Dinkel hat ihren Eltern nach drei Monaten doch von den Vorfällen erzählt. Der Mann flog aus dem Verein, das Strafverfahren wurde gegen eine Geldzahlung eingestellt. Mit 18 Jahren erfuhr Dinkel, dass der Täter weiter an einer Schule aktiv war. "Da fing es an mit den Panikattacken", erzählt sie. Diagnose: posttraumatische Belastungsstörung, auch Selbstverletzungen kamen dazu. Dem Sport ist sie trotz allem treu geblieben, hat sich sogar zur Trainerin ausbilden lassen. Sexueller Missbrauch sei dabei auch thematisiert worden, "es ging aber eher darum, aufzupassen, dass man nicht aus Versehen angeklagt wird".
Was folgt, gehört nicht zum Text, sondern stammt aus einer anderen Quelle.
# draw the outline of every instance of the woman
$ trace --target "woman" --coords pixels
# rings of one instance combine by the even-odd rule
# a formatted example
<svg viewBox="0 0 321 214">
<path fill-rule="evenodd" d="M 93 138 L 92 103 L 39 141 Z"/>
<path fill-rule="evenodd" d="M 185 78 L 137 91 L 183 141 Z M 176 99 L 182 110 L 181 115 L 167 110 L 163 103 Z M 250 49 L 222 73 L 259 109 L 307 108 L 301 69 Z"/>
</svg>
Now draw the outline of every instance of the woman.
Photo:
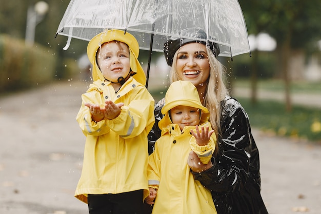
<svg viewBox="0 0 321 214">
<path fill-rule="evenodd" d="M 196 36 L 195 34 L 197 36 Z M 202 29 L 188 29 L 183 36 L 206 39 Z M 165 44 L 170 80 L 191 82 L 210 112 L 210 122 L 217 134 L 218 152 L 208 164 L 191 152 L 188 164 L 195 179 L 211 191 L 218 214 L 263 214 L 268 212 L 260 195 L 258 151 L 252 135 L 247 114 L 228 95 L 223 82 L 224 66 L 216 59 L 216 44 L 170 38 Z M 158 122 L 164 99 L 155 105 L 156 123 L 149 135 L 150 151 L 160 136 Z"/>
</svg>

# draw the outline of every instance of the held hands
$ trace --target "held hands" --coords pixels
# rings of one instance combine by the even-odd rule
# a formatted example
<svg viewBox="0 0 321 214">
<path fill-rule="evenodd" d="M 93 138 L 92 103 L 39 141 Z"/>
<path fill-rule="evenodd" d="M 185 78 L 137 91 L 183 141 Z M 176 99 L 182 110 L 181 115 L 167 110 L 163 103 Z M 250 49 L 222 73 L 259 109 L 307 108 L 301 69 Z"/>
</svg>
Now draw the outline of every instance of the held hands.
<svg viewBox="0 0 321 214">
<path fill-rule="evenodd" d="M 99 122 L 105 118 L 109 120 L 116 118 L 121 113 L 121 107 L 124 106 L 123 103 L 115 104 L 111 101 L 107 100 L 105 105 L 101 107 L 99 104 L 85 103 L 85 105 L 89 108 L 93 120 Z"/>
<path fill-rule="evenodd" d="M 149 187 L 149 194 L 147 196 L 147 198 L 145 199 L 146 204 L 150 205 L 154 204 L 154 200 L 155 200 L 156 195 L 157 191 L 156 190 L 151 187 Z"/>
<path fill-rule="evenodd" d="M 196 143 L 198 146 L 205 146 L 207 145 L 210 139 L 212 134 L 214 133 L 214 130 L 211 130 L 209 131 L 209 127 L 204 128 L 204 126 L 200 127 L 201 131 L 199 131 L 199 126 L 196 126 L 196 132 L 195 133 L 192 130 L 191 130 L 191 133 L 195 137 L 196 140 Z"/>
</svg>

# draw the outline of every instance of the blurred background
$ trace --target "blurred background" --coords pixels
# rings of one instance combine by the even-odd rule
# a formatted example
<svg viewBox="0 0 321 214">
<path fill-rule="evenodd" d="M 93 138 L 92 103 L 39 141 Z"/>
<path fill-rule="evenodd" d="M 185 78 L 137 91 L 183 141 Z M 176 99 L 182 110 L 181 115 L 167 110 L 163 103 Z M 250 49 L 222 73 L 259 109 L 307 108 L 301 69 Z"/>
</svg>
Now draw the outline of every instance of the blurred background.
<svg viewBox="0 0 321 214">
<path fill-rule="evenodd" d="M 321 1 L 240 0 L 251 56 L 219 60 L 231 93 L 252 125 L 272 134 L 321 141 Z M 69 1 L 0 0 L 0 96 L 57 81 L 91 82 L 87 42 L 56 32 Z M 147 70 L 147 52 L 139 61 Z M 163 53 L 153 53 L 149 90 L 168 86 Z M 79 94 L 80 96 L 80 94 Z"/>
</svg>

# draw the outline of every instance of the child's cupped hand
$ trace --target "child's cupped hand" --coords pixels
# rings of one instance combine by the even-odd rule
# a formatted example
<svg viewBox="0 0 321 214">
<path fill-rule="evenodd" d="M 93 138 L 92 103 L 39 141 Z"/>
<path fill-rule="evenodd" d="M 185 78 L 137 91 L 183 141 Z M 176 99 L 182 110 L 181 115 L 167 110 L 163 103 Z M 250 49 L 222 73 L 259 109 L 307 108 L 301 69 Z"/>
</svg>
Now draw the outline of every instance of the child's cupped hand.
<svg viewBox="0 0 321 214">
<path fill-rule="evenodd" d="M 115 104 L 111 101 L 106 101 L 104 105 L 87 103 L 85 106 L 89 108 L 92 120 L 98 122 L 105 118 L 109 120 L 116 118 L 121 113 L 124 103 Z"/>
<path fill-rule="evenodd" d="M 199 127 L 196 126 L 196 132 L 191 130 L 191 133 L 195 137 L 196 140 L 196 143 L 199 146 L 205 146 L 207 144 L 211 139 L 211 136 L 214 132 L 211 130 L 209 131 L 209 128 L 208 127 L 204 128 L 204 126 L 200 127 L 200 131 L 199 131 Z"/>
</svg>

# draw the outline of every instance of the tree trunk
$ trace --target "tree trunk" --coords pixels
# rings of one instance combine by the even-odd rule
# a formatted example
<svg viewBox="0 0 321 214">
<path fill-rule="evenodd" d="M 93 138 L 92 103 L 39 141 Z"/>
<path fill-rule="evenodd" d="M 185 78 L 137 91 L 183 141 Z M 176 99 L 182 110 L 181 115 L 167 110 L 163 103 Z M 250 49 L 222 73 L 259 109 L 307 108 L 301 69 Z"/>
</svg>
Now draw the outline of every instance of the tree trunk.
<svg viewBox="0 0 321 214">
<path fill-rule="evenodd" d="M 290 77 L 290 71 L 289 71 L 289 62 L 290 58 L 290 41 L 291 38 L 291 33 L 287 34 L 284 43 L 282 44 L 282 68 L 283 71 L 283 79 L 285 84 L 285 105 L 286 110 L 290 112 L 292 110 L 292 104 L 290 98 L 291 78 Z"/>
<path fill-rule="evenodd" d="M 252 53 L 252 72 L 251 76 L 251 101 L 253 104 L 257 103 L 257 65 L 258 64 L 258 51 L 255 49 Z"/>
</svg>

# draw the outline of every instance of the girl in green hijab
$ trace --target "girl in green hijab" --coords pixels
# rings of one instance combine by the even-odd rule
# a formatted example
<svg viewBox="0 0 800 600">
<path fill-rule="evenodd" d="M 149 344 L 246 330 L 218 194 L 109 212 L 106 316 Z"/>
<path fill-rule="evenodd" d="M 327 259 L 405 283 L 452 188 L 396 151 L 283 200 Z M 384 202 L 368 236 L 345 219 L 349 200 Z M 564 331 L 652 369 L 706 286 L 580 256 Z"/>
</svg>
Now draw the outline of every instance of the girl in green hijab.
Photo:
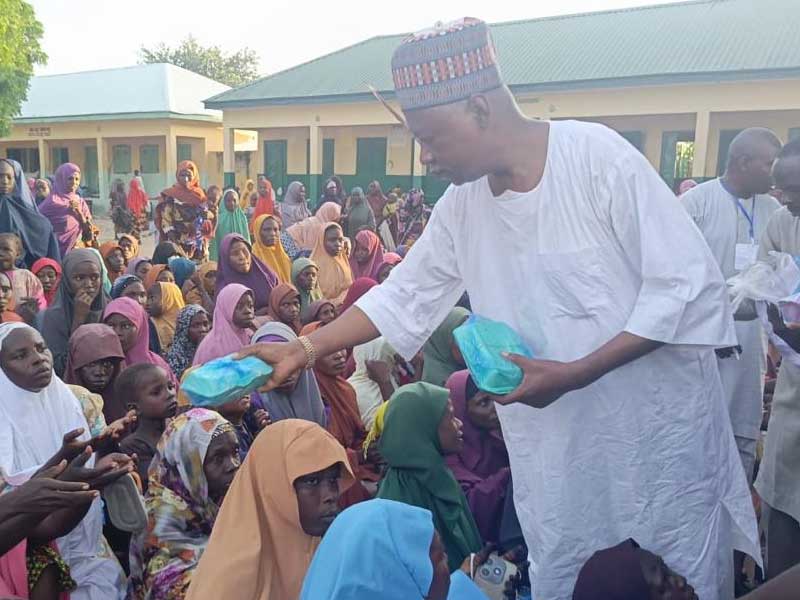
<svg viewBox="0 0 800 600">
<path fill-rule="evenodd" d="M 300 312 L 317 300 L 322 300 L 319 288 L 319 267 L 310 258 L 301 256 L 292 263 L 292 283 L 300 292 Z"/>
<path fill-rule="evenodd" d="M 482 545 L 464 492 L 445 463 L 445 455 L 459 452 L 463 444 L 461 421 L 446 389 L 412 383 L 389 400 L 378 442 L 389 468 L 378 498 L 431 511 L 451 573 Z"/>
<path fill-rule="evenodd" d="M 238 233 L 247 243 L 250 243 L 250 228 L 247 224 L 247 216 L 239 206 L 239 194 L 236 190 L 227 189 L 222 195 L 222 202 L 217 216 L 217 230 L 208 248 L 209 260 L 214 262 L 219 260 L 219 245 L 222 239 L 229 233 Z"/>
<path fill-rule="evenodd" d="M 453 331 L 460 327 L 469 315 L 470 312 L 466 308 L 456 306 L 425 342 L 425 347 L 422 349 L 425 356 L 422 381 L 444 386 L 450 375 L 467 368 L 456 346 Z"/>
</svg>

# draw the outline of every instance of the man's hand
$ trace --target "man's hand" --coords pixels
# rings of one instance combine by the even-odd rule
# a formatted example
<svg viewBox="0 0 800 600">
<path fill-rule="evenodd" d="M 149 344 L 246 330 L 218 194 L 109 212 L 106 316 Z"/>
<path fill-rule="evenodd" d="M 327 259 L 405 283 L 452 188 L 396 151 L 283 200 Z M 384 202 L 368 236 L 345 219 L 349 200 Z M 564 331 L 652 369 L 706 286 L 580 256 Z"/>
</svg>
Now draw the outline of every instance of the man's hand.
<svg viewBox="0 0 800 600">
<path fill-rule="evenodd" d="M 293 373 L 306 366 L 306 353 L 300 342 L 262 343 L 245 346 L 234 357 L 236 360 L 255 356 L 270 365 L 274 371 L 267 384 L 259 391 L 269 392 L 279 387 Z"/>
<path fill-rule="evenodd" d="M 574 363 L 535 360 L 519 354 L 504 358 L 522 369 L 522 382 L 505 396 L 493 396 L 498 404 L 521 402 L 534 408 L 545 408 L 567 392 L 580 387 L 580 377 Z"/>
</svg>

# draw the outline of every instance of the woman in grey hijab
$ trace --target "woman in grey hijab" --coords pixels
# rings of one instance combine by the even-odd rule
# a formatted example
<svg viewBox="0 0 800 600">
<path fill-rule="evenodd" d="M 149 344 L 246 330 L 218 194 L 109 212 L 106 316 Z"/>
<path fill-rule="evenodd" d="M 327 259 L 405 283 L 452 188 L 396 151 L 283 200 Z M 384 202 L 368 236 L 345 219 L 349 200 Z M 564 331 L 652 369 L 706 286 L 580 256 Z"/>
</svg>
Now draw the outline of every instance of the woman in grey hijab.
<svg viewBox="0 0 800 600">
<path fill-rule="evenodd" d="M 280 210 L 281 224 L 284 231 L 295 223 L 310 217 L 311 211 L 308 209 L 308 201 L 306 200 L 306 186 L 299 181 L 290 183 L 286 189 L 286 195 L 283 197 L 283 202 L 281 202 Z"/>
<path fill-rule="evenodd" d="M 108 303 L 103 289 L 103 263 L 100 255 L 89 248 L 67 252 L 64 271 L 53 304 L 41 314 L 42 332 L 53 353 L 53 369 L 63 377 L 67 365 L 69 338 L 86 323 L 99 323 Z"/>
<path fill-rule="evenodd" d="M 266 323 L 255 335 L 256 342 L 291 342 L 297 335 L 290 327 L 277 321 Z M 283 419 L 305 419 L 325 427 L 327 418 L 322 396 L 317 387 L 314 372 L 303 369 L 281 387 L 267 393 L 254 392 L 252 395 L 254 409 L 263 408 L 275 423 Z"/>
</svg>

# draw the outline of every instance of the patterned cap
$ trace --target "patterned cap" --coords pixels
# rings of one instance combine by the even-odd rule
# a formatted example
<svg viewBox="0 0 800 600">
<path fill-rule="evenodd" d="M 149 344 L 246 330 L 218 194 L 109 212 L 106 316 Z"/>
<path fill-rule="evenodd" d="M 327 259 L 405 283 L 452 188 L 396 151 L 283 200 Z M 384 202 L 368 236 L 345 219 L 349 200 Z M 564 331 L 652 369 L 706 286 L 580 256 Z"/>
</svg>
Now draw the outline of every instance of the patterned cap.
<svg viewBox="0 0 800 600">
<path fill-rule="evenodd" d="M 403 40 L 392 56 L 392 77 L 403 110 L 451 104 L 503 85 L 489 26 L 471 17 Z"/>
</svg>

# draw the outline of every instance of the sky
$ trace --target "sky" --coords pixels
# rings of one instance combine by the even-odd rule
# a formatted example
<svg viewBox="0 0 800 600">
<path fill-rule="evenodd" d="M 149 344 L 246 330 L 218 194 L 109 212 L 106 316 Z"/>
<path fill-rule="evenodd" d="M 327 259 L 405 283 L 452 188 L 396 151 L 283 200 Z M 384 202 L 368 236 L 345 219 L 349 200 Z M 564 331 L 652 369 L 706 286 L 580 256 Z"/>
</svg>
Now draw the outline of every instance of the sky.
<svg viewBox="0 0 800 600">
<path fill-rule="evenodd" d="M 192 34 L 226 52 L 249 46 L 268 75 L 376 35 L 472 16 L 490 22 L 670 3 L 670 0 L 28 0 L 49 61 L 37 75 L 134 65 L 139 48 Z M 674 0 L 672 0 L 674 1 Z"/>
</svg>

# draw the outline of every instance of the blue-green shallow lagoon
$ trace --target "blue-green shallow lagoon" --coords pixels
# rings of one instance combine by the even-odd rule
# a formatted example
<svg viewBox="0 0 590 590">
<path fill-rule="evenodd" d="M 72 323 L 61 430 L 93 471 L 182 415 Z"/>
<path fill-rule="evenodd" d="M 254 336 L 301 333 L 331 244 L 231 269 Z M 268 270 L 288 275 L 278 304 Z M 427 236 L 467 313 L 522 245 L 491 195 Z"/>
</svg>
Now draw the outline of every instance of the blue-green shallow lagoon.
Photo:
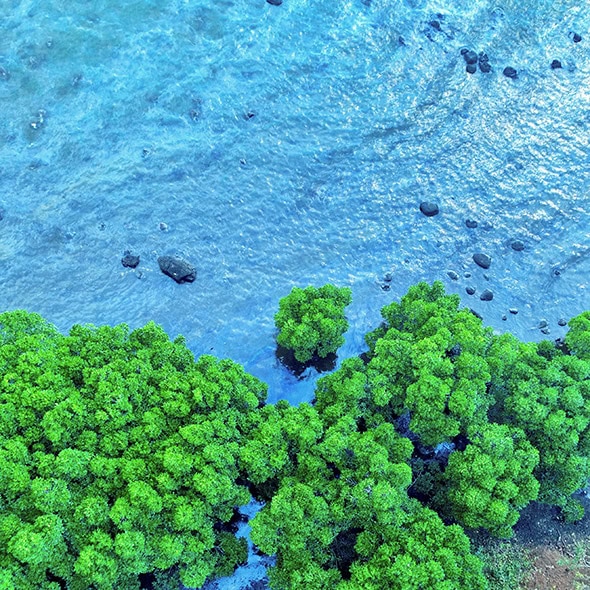
<svg viewBox="0 0 590 590">
<path fill-rule="evenodd" d="M 0 309 L 153 319 L 293 403 L 317 377 L 275 356 L 294 285 L 352 288 L 340 358 L 420 280 L 498 331 L 562 336 L 590 308 L 589 23 L 577 0 L 3 0 Z"/>
</svg>

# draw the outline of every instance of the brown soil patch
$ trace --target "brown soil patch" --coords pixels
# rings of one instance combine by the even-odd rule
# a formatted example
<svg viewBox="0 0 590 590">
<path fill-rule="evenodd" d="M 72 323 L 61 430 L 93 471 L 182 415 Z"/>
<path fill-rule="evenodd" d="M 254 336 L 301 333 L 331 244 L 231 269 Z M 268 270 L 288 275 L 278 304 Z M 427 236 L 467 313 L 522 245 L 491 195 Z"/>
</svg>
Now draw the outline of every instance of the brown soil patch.
<svg viewBox="0 0 590 590">
<path fill-rule="evenodd" d="M 515 527 L 515 542 L 530 551 L 526 590 L 590 590 L 590 498 L 576 494 L 586 515 L 575 524 L 559 510 L 533 502 Z"/>
<path fill-rule="evenodd" d="M 578 562 L 578 556 L 551 547 L 531 551 L 533 568 L 526 590 L 582 590 L 590 588 L 590 567 Z"/>
</svg>

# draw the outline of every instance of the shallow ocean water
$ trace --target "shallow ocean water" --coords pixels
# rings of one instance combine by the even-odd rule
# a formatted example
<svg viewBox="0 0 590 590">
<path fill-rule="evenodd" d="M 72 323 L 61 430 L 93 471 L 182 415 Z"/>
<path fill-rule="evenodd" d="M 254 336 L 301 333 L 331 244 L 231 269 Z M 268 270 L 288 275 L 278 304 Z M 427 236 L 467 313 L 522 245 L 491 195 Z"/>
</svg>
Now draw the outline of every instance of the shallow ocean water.
<svg viewBox="0 0 590 590">
<path fill-rule="evenodd" d="M 0 309 L 153 319 L 293 403 L 317 378 L 275 355 L 294 285 L 352 288 L 340 358 L 420 280 L 498 331 L 563 336 L 590 308 L 589 23 L 577 0 L 4 0 Z"/>
</svg>

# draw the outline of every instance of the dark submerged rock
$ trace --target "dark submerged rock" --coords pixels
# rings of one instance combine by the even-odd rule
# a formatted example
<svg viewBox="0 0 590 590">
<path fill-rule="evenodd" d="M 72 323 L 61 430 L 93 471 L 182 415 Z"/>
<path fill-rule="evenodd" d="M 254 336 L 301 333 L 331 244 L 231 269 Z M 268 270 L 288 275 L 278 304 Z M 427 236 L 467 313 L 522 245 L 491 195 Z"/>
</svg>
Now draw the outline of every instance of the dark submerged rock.
<svg viewBox="0 0 590 590">
<path fill-rule="evenodd" d="M 433 217 L 434 215 L 438 215 L 438 205 L 436 203 L 428 203 L 424 201 L 420 203 L 420 211 L 426 215 L 426 217 Z"/>
<path fill-rule="evenodd" d="M 197 278 L 197 271 L 189 262 L 177 256 L 160 256 L 160 270 L 177 283 L 192 283 Z"/>
<path fill-rule="evenodd" d="M 484 74 L 489 74 L 492 71 L 492 66 L 490 65 L 490 58 L 488 57 L 487 53 L 483 51 L 479 54 L 478 57 L 479 61 L 479 69 Z"/>
<path fill-rule="evenodd" d="M 476 64 L 477 63 L 477 53 L 472 49 L 468 49 L 465 53 L 463 53 L 463 59 L 465 60 L 466 64 Z"/>
<path fill-rule="evenodd" d="M 137 268 L 137 265 L 139 264 L 139 256 L 134 256 L 129 250 L 125 250 L 123 258 L 121 258 L 121 264 L 125 268 Z"/>
<path fill-rule="evenodd" d="M 524 244 L 520 240 L 514 240 L 510 246 L 517 252 L 522 252 L 524 250 Z"/>
<path fill-rule="evenodd" d="M 518 76 L 518 72 L 514 68 L 512 68 L 510 66 L 505 67 L 504 68 L 504 71 L 502 73 L 507 78 L 512 78 L 513 80 L 514 80 L 514 78 L 516 78 Z"/>
<path fill-rule="evenodd" d="M 487 254 L 483 254 L 482 252 L 476 252 L 473 255 L 473 262 L 475 262 L 477 266 L 481 266 L 481 268 L 490 268 L 492 259 Z"/>
</svg>

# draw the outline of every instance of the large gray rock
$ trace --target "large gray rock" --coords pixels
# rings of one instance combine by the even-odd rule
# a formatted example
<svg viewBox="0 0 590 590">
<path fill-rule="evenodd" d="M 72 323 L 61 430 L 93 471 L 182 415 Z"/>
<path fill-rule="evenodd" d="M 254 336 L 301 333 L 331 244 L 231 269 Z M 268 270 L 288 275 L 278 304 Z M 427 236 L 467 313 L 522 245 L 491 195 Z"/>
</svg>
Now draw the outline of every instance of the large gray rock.
<svg viewBox="0 0 590 590">
<path fill-rule="evenodd" d="M 158 264 L 160 270 L 177 283 L 192 283 L 197 278 L 195 267 L 177 256 L 160 256 Z"/>
</svg>

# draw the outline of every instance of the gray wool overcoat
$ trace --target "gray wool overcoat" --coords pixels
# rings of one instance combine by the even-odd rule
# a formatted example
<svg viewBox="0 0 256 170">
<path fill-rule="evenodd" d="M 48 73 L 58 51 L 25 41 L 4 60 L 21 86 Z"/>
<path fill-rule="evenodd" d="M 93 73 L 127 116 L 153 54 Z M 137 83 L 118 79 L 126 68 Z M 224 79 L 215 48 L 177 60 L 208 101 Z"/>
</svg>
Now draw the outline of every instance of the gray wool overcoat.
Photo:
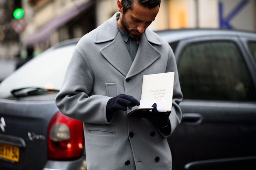
<svg viewBox="0 0 256 170">
<path fill-rule="evenodd" d="M 178 104 L 182 98 L 174 55 L 166 42 L 147 29 L 133 62 L 118 28 L 119 15 L 115 14 L 81 38 L 56 103 L 63 114 L 84 122 L 88 169 L 170 170 L 166 138 L 180 122 Z M 117 111 L 108 121 L 106 107 L 112 97 L 123 93 L 139 101 L 143 75 L 172 71 L 169 134 L 146 119 L 126 116 L 134 108 Z"/>
</svg>

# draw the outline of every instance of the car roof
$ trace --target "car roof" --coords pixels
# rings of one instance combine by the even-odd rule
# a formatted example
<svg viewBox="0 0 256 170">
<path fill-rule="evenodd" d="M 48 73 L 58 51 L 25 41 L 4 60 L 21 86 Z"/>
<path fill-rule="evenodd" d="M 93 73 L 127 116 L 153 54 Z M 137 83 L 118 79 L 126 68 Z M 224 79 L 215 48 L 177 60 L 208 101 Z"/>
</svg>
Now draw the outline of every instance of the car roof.
<svg viewBox="0 0 256 170">
<path fill-rule="evenodd" d="M 218 29 L 216 28 L 184 28 L 167 29 L 154 31 L 169 43 L 181 40 L 201 36 L 228 36 L 246 37 L 256 39 L 256 32 L 244 30 Z M 81 38 L 70 39 L 61 41 L 53 46 L 50 49 L 55 49 L 67 45 L 75 45 Z"/>
<path fill-rule="evenodd" d="M 256 39 L 256 32 L 242 30 L 210 28 L 168 29 L 155 31 L 169 43 L 181 40 L 201 36 L 236 36 L 253 38 Z"/>
</svg>

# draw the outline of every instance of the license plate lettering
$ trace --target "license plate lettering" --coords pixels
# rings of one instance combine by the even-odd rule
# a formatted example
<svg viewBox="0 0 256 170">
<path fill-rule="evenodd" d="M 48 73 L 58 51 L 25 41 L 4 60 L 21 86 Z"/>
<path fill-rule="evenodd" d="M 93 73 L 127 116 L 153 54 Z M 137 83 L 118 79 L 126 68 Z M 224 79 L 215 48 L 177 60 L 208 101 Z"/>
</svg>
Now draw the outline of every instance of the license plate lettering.
<svg viewBox="0 0 256 170">
<path fill-rule="evenodd" d="M 20 148 L 15 146 L 0 143 L 0 157 L 15 162 L 18 162 Z"/>
</svg>

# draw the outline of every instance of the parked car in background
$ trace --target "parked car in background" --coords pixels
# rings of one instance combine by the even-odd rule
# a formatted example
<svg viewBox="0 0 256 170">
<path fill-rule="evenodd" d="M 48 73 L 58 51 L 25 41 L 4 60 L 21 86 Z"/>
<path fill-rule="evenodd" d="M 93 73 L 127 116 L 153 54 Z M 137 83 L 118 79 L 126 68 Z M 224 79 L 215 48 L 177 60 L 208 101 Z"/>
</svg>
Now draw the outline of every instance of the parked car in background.
<svg viewBox="0 0 256 170">
<path fill-rule="evenodd" d="M 16 60 L 0 59 L 0 83 L 16 69 Z"/>
<path fill-rule="evenodd" d="M 256 33 L 157 33 L 175 52 L 183 95 L 169 138 L 174 169 L 256 169 Z"/>
<path fill-rule="evenodd" d="M 156 31 L 177 61 L 181 123 L 168 139 L 174 170 L 255 169 L 256 33 Z M 82 125 L 54 99 L 78 39 L 31 59 L 0 84 L 0 169 L 86 169 Z"/>
</svg>

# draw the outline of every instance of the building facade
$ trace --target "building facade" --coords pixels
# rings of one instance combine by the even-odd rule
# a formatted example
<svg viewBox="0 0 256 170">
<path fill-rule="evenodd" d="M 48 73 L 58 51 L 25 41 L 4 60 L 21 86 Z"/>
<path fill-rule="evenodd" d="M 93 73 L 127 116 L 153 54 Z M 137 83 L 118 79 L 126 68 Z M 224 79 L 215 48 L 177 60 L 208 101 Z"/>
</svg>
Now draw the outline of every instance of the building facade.
<svg viewBox="0 0 256 170">
<path fill-rule="evenodd" d="M 0 5 L 1 2 L 12 1 L 17 0 L 0 0 Z M 117 12 L 116 0 L 20 1 L 25 11 L 22 19 L 25 28 L 15 35 L 17 45 L 12 43 L 10 46 L 12 47 L 8 48 L 5 42 L 0 48 L 15 48 L 9 51 L 19 52 L 22 57 L 27 56 L 31 49 L 34 56 L 58 42 L 81 37 Z M 153 30 L 212 28 L 255 31 L 256 9 L 256 0 L 162 0 L 158 14 L 149 28 Z M 1 12 L 4 12 L 0 9 Z M 8 56 L 13 58 L 14 54 L 3 54 L 8 51 L 1 50 L 0 58 Z"/>
</svg>

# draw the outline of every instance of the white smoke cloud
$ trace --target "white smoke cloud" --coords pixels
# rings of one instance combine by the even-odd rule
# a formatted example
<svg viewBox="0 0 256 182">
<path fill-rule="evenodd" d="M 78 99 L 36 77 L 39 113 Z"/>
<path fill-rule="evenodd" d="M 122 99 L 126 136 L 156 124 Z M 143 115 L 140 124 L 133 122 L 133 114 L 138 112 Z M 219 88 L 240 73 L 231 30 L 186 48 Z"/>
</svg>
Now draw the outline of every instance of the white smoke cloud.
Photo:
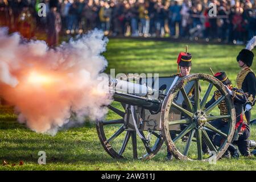
<svg viewBox="0 0 256 182">
<path fill-rule="evenodd" d="M 54 135 L 72 122 L 73 113 L 79 122 L 102 118 L 111 102 L 102 73 L 108 61 L 101 55 L 108 41 L 94 30 L 53 49 L 0 28 L 0 97 L 16 107 L 20 122 L 38 133 Z"/>
</svg>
Obwohl sie offen mit ihren Erfahrungen umging, traf sie auch bei den Trainerkollegen nicht nur auf Verständnis. "Einmal hielt ich beim Bodenkampf einen Kollegen im Haltegriff fest, da sagte er: Die Position gefällt mir sehr gut, aber nicht auf der Judo-Matte ..." Dinkels Erlebnisse zeigen, wie tief das Problem gesellschaftlich verankert ist; eine andere Betroffene macht deutlich, dass sich nach dem Sammeln der Erfahrungsberichte nun etwas tun müsse: Sie hatte schon früher über ihren Missbrauch berichtet, auch der DOSB habe davon gewusst. "Das ist zwei Jahre her, bisher ist niemand mehr an mich herangetreten."

Ein Zeichen aus dem Spitzensport sendete am Dienstag Petra Tzschoppe. Die Vize-Präsidentin des DOSB bat im Namen des organisierten Sports um Entschuldigung bei allen Betroffenen, "für das Leid, das ihnen widerfahren ist". Zudem werde der DOSB wieder in den Fonds sexueller Missbrauch einzahlen, was er bis 2016 schon mal getan hatte, um Sachleistungen wie Therapien zu bezahlen. "Eine Entscheidung, die wirklich nötig und fällig war", sagte Andresen. Forscherin Rulofs gab einen Anstoß, der sich aus dem Wunsch der Betroffenen ableiten ließ: "Es gibt eine Nationale Antidopingagentur, die für einen sauberen Sport eintritt", so Rulofs, "wo ist eigentlich die nationale Agentur, die für einen sicheren und gewaltfreien Sport eintritt? Die unabhängig vom DOSB und den Verbänden ist? Da müssen wir hin." Doch davon ist man noch sehr weit entfernt.

Marie Dinkel arbeitet heute als Physiotherapeutin in der Schweiz, zum Judo war sie eigentlich erst durch ihren Vater gekommen: "Für ihn war es wichtig, dass man sich als junges Mädchen selbst verteidigen kann."